“這位仙師,求求您便允我拜入閬風巔門下吧!”歲收滿眼惶急,卻又努力擠出討好的笑容。
“不行不行!想成爲閬風巔門下弟子須得天資過人。你資質平庸,甚至低於常人,怎能入我門下,還是趕快回去吧!”一名閬風巔弟子不耐地揮揮手將歲收趕開,“這人怎麼如此纏人,每日前來又每日被趕,難道不倦麼?哼,庸人當真是庸人!如我每日習練,枯燥難耐。若得機會出了這山門,定會樂不思蜀!”
“玉擎你當心被師父聽見!何必與他一般見識?這等庸人,理他作甚!”另一人聞言連忙看看四周,拍拍玉擎肩膀。
“玉晨,你擔心什麼?不過是一介凡人!”玉擎斜眼看了看歲收,拂袖而去。玉晨看着玉擎嘆了口氣,搖搖頭也走進山門。
“又不行麼?可是爹說……”歲收跌坐在地上喃喃自語,對玉擎的嘲諷恍若未聞,似乎早已不放在心間。歲收與家中老父早有約定。
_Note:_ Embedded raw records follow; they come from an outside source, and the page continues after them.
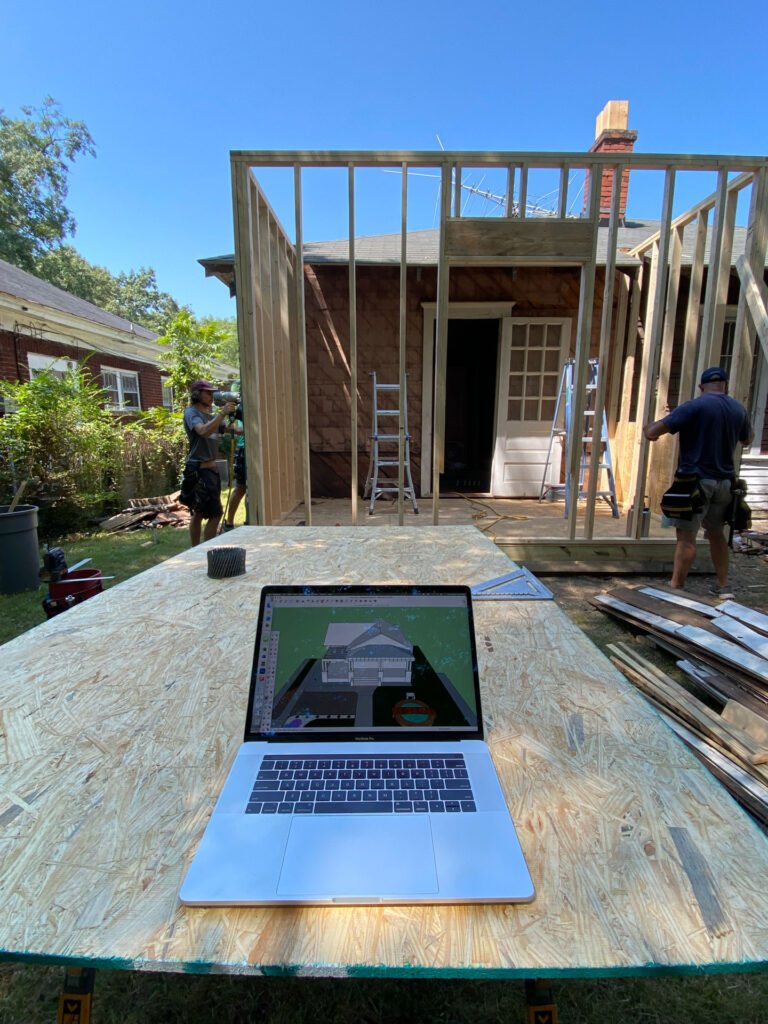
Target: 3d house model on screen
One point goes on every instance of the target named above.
(369, 676)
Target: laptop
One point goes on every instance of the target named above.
(364, 777)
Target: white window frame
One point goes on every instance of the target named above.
(120, 407)
(37, 364)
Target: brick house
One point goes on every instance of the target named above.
(43, 327)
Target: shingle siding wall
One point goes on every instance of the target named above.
(537, 292)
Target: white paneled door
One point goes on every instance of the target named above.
(530, 361)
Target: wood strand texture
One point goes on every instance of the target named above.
(119, 721)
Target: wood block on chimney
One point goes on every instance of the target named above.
(615, 115)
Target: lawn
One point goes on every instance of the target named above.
(30, 993)
(118, 555)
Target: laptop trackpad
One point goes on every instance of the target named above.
(363, 856)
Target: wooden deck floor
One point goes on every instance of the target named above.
(499, 518)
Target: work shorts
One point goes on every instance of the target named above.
(712, 515)
(239, 467)
(201, 492)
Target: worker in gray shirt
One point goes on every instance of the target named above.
(201, 484)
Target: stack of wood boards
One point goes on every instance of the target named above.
(143, 512)
(724, 650)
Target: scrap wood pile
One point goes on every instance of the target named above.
(144, 512)
(724, 651)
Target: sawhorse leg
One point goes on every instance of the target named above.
(75, 1000)
(540, 1001)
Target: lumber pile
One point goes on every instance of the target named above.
(144, 512)
(724, 651)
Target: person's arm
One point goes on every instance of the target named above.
(205, 429)
(655, 430)
(748, 432)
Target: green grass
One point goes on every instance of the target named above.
(119, 555)
(30, 994)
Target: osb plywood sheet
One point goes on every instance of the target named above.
(120, 718)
若今天仍不能拜入閬風巔門下,便放棄這荒唐的念頭做一世老實的獵戶。而今,看來該是實現這個承諾的時候了吧?歲收呵呵傻笑兩聲,眼中絕望的神色一閃而逝。他站起身,正要離去時卻又突然想到了什麼,目光熾烈地望向不遠處一條隱約可見、彷彿許久無人走過的山路。躊躇許久後,他一步一步向那條山路走去。
“蘊熾,我們便跟着那個人吧!”將一切看在眼中的蘊晴轉身對蘊熾說道,“以他神色看來,此人此去定是去走一條能瞞過所有人進入閬風巔但又兇險萬分的路。但此路於他而言兇險萬分,可對我們卻未必。這真是天賜良機,我們正可趁此機會查清一切!”
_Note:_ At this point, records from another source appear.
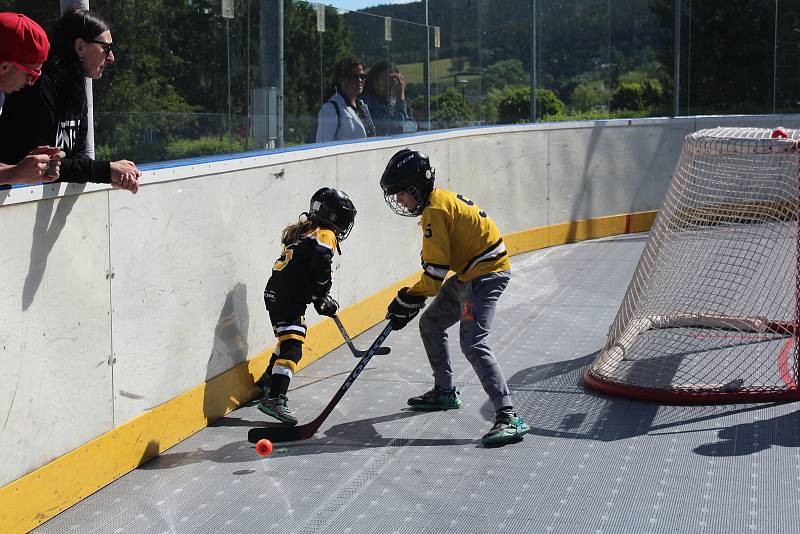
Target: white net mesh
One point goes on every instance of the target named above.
(711, 311)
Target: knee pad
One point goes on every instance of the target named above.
(290, 350)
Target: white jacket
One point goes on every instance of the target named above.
(347, 125)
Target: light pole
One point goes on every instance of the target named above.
(463, 86)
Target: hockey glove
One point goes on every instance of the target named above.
(326, 305)
(403, 308)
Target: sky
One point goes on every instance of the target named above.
(353, 5)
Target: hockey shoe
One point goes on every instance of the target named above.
(437, 399)
(278, 408)
(263, 384)
(508, 428)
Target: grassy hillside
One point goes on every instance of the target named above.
(440, 73)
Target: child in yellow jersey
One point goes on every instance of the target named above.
(457, 236)
(301, 275)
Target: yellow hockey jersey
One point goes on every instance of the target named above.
(458, 236)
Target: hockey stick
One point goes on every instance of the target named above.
(296, 433)
(357, 353)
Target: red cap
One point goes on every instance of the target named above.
(22, 40)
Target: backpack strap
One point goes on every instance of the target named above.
(338, 117)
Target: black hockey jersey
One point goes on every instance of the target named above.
(302, 272)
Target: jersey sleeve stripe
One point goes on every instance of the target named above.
(436, 272)
(497, 250)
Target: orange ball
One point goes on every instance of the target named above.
(264, 447)
(780, 133)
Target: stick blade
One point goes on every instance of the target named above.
(381, 351)
(279, 434)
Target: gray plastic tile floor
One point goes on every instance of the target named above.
(591, 463)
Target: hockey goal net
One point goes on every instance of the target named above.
(711, 312)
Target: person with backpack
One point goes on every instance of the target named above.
(345, 115)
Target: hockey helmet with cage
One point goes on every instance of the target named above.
(409, 171)
(333, 209)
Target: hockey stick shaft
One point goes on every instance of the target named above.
(296, 433)
(357, 353)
“但那人畢竟只是個獵戶,雖有些身手恐怕面對仙法仍是心有餘而力不足。若他死在半路,於我們亦是不妙,不如便將他帶入閬風巔。他對閬風巔如此癡迷,我們便還他一個心願!”看了看雙眸發亮的蘊晴,蘊熾緩緩答道,眼中閃過一絲微光。
“看不出你居然有如此善心,莫非是想起了那個在烈火中被焚化又重生的人?呵呵,蘊熾,經歷了這些事後,你似乎變了許多!”盯着蘊熾深沉的眸子,蘊晴不住冷笑。
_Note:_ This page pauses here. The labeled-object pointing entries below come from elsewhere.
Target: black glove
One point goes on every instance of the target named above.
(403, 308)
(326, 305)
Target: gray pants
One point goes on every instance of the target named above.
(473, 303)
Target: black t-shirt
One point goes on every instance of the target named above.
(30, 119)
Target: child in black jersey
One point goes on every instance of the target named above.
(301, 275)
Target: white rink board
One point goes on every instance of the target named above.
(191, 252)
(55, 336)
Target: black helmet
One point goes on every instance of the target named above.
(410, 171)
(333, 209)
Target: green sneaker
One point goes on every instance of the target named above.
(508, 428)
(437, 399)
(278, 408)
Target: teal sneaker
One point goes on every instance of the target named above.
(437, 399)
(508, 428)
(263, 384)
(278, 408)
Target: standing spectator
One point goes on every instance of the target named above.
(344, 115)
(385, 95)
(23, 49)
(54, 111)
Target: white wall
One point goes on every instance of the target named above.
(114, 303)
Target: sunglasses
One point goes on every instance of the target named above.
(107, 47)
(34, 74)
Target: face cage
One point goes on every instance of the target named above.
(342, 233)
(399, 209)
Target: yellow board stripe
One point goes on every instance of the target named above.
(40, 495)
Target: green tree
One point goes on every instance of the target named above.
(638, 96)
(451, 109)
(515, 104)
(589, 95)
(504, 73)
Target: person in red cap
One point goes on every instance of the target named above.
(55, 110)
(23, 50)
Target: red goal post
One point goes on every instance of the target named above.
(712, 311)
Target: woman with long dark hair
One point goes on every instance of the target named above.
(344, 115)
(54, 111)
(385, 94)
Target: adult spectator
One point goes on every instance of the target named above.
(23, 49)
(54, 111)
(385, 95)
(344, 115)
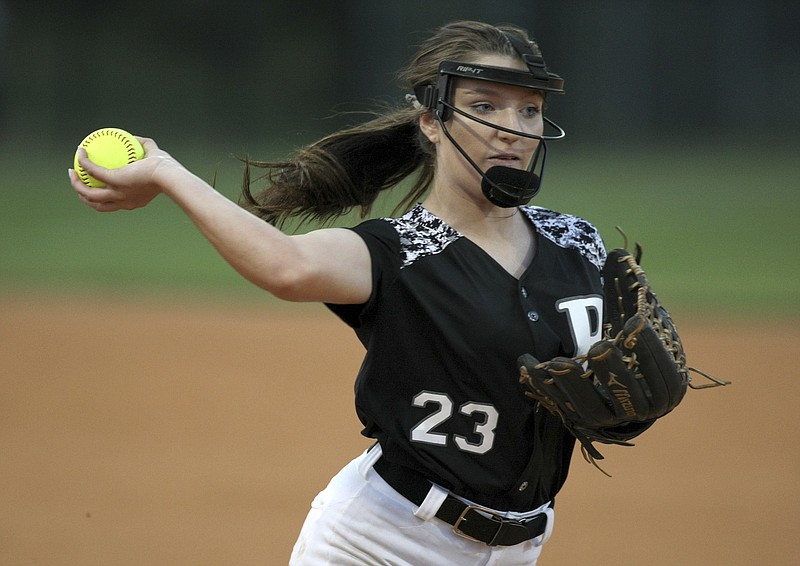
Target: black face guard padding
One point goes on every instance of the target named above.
(503, 186)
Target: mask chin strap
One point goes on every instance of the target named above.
(505, 187)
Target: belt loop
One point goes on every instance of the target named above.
(368, 459)
(432, 502)
(548, 529)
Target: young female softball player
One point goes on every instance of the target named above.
(444, 297)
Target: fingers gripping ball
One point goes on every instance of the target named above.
(110, 147)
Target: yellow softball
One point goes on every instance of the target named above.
(110, 147)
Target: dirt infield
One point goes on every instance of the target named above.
(136, 433)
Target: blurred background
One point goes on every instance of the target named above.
(682, 122)
(154, 406)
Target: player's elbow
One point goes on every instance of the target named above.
(290, 283)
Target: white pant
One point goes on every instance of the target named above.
(360, 520)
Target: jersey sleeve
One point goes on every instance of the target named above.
(384, 249)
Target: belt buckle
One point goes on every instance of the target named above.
(463, 517)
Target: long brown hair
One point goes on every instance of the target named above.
(349, 168)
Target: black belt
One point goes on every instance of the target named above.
(469, 521)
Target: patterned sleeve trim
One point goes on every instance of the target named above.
(421, 234)
(570, 232)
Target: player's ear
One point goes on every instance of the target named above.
(430, 127)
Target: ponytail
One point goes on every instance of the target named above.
(344, 170)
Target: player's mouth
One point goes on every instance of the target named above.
(506, 160)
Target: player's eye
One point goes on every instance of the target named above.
(530, 111)
(481, 108)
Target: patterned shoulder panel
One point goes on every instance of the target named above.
(421, 234)
(569, 231)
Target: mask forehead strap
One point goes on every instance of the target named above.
(531, 54)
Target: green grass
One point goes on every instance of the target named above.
(718, 226)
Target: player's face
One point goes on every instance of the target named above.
(512, 107)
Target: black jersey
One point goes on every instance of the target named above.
(443, 329)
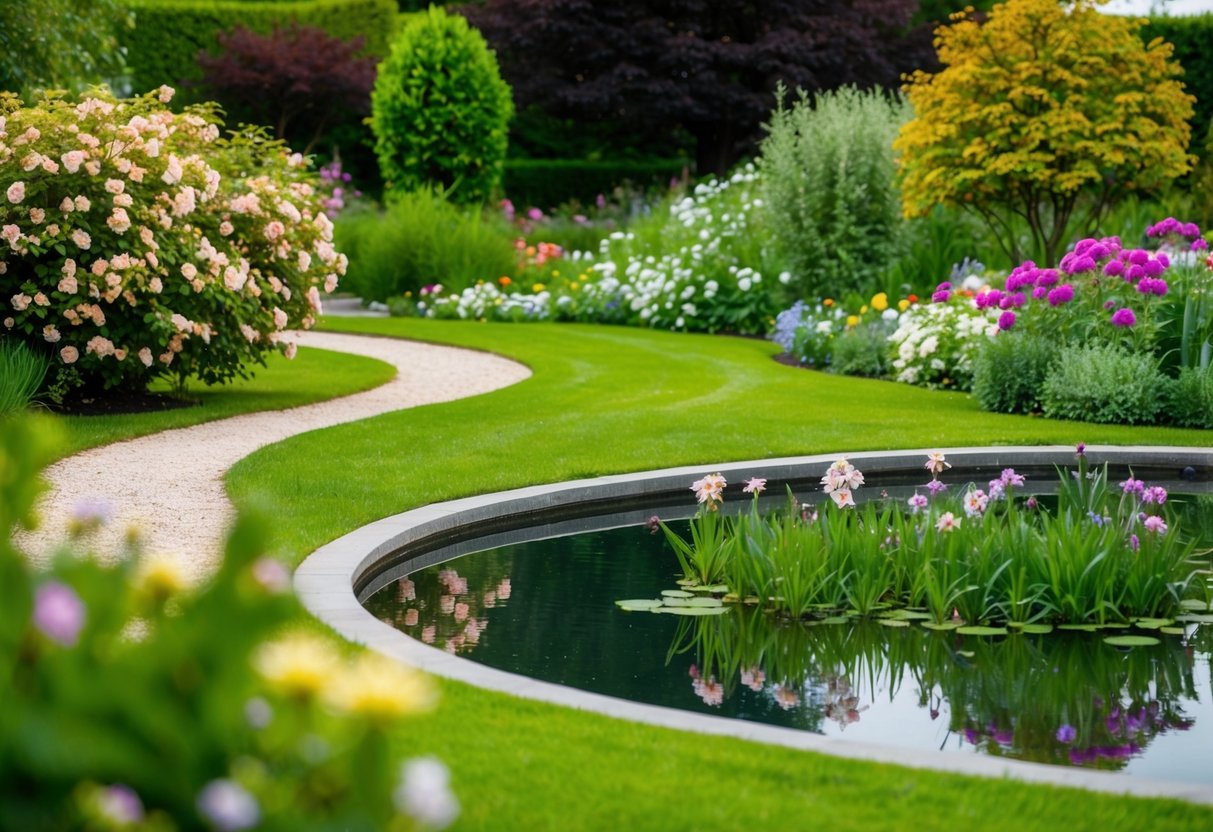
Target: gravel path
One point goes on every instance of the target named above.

“不,蘊晴,其實變的是你!”面對滿面嘲諷的蘊晴,蘊熾張了張口,終只是一聲嘆息。
“小師弟,你真的好了麼?”崎嶇的山路上,玉音看向身後動作已略顯遲緩的玉簡,冰冷的眸中閃過一絲關切,“早知如此,該多休息幾日。不僅可以讓師弟養好身體,也可以仔細想好路徑。竟在回閬風巔的路上迷路!此事若傳入玉擎幾人耳中,恐怕會成爲天大的笑話!”
“師姐只是一時心急,而玉簡纔是真的……玉簡無能,竟在此時莫名其妙地病倒,耽誤了行程,實在是愧對師姐!”見玉音如此,玉簡竟是不由自主地渾身一抖。
“莫名其妙,真的是莫名其妙麼?”玉音的聲音驟然撞入耳中,玉簡臉上頓時泛起一層白色。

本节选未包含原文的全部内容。